- Хорошо, леди Мэрион. Я попытаюсь. Но с одним условием.
- Условием?! – ее брови взлетели так высоко, что скрылись под покрывалом. – Каким же?
- Вы снимете свои браслеты и не наденете их до завтрашнего дня. Прошу прощения за дерзость, но они отвратительны. И совсем вам не идут.
- Меня нисколько не интересует ваше мнение, де Даньер. Но если вы настаиваете…
Она стянула браслет с одного запястья, затем с другого и протянула Анри руку.
- Прошу вас, помогите мне. Развяжите. Надо же мне куда-то их убрать.
Анри развязал туго стянутый край рукава, положил туда браслет и снова завязал узел, а затем проделал то же самое с другими рукавом и браслетом.
- Теперь вы довольны?
Обойдя дом вдоль ограды, он обнаружил калитку, которой, судя по всему, пользовались слуги. И остановился чуть поодаль в ожидании, оказавшимся не слишком долгим. Молодая девушка, похоже, помощница прачки, с трудом тащила тяжелую плетеную корзину.
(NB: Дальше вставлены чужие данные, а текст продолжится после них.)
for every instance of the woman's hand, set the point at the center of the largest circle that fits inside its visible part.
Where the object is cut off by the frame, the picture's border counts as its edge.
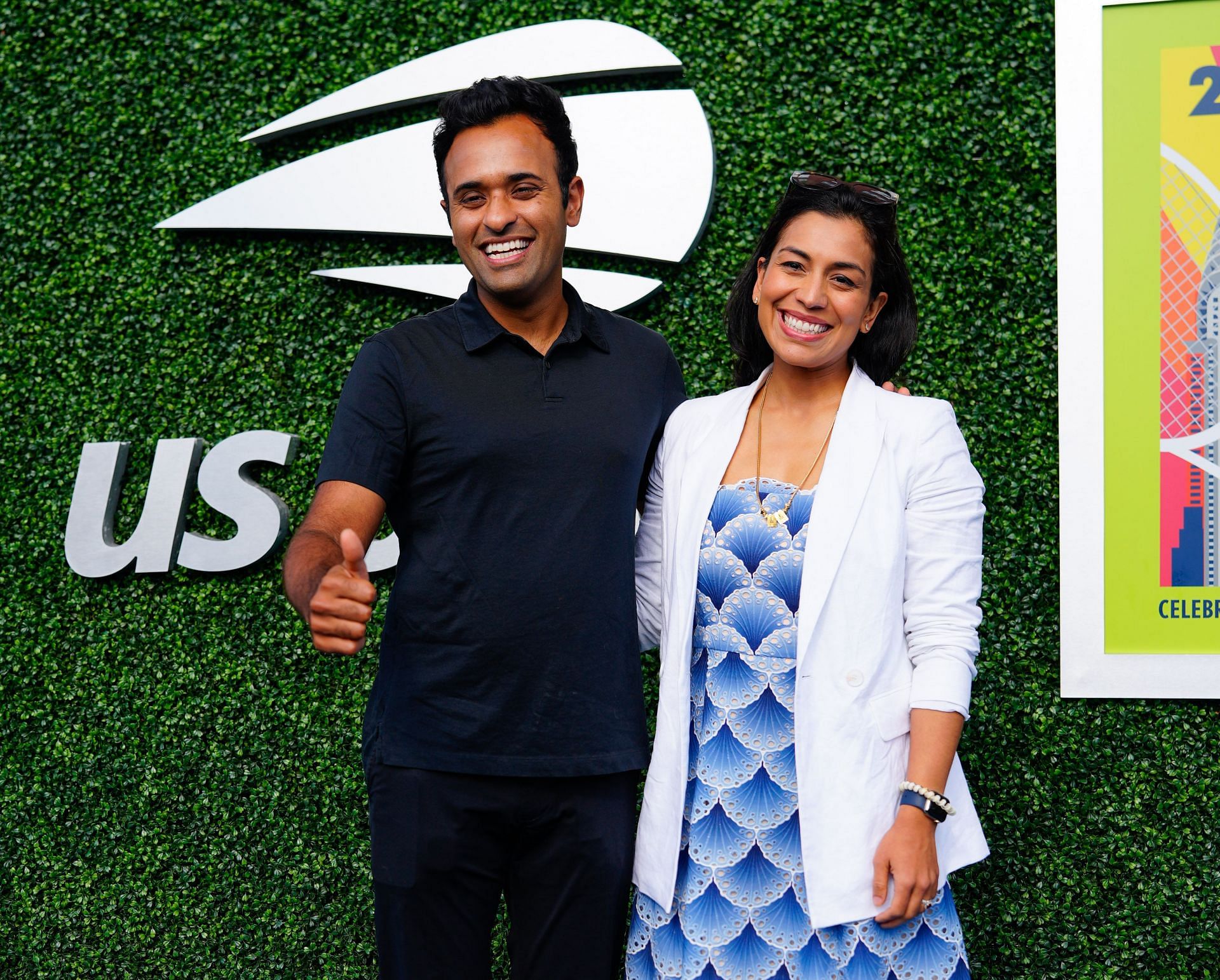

- Позволь, я тебе помогу, - подошел к ней Анри.
Девушка остановилась, глядя на него со смесью испуга и недоумения. Чтобы рыцарь вдруг захотел нести грязное белье?! Не дожидаясь, пока она придет в себя и заговорит, Анри подхватил корзину.
- Ты прачка? – спросил он, стараясь приноровиться к ее шагу.
- Нет, сэр рыцарь, я служанка в этом доме. Нас оставили при герцогине, пока она не отправится за море. Но я иду к прачке, несу белье.
- А ты не слышала, она собиралась куда-то сегодня? Герцогиня, а не прачка.
- Герцогиня уже уехала. Не так давно. Помолиться в часовню святого Томаса. Ее недавно построили августинские монахи, здесь недалеко.
Это была удача. Анри донес корзину до дома прачки, наградил девушку мелкой монеткой и поспешил к часовне. Но и там дорогу ему заступили солдаты. Впрочем, на этот раз он не слишком огорчился. Рано или поздно Алиенора должна была из часовни выйти, а там уж он найдет способ к ней пробиться.
Анри стоял, переминаясь с ноги на ногу, в середине небольшой кучки горожан, которые собрались поглазеть на мать короля – чтобы было потом о чем рассказать детям и внукам. Наконец двери часовни распахнулись, и герцогиня Алиенора вышла на низкое широкое крыльцо.
Ей уже исполнилось семьдесят лет, однако вряд ли кто-то, не зная наверняка, смог бы поверить в это. Герцогиня сохранила величественную осанку молодой женщины – той самой, о которой слагали стихи и пели песни. Темно-синее, почти черное блио под плащом подчеркивало ее стройность. Прозрачная легкая накидка, прикрывающая лицо, не позволяла увидеть на нем морщины, и только руки, эти вечные предательницы, намекали на ее почтенный возраст.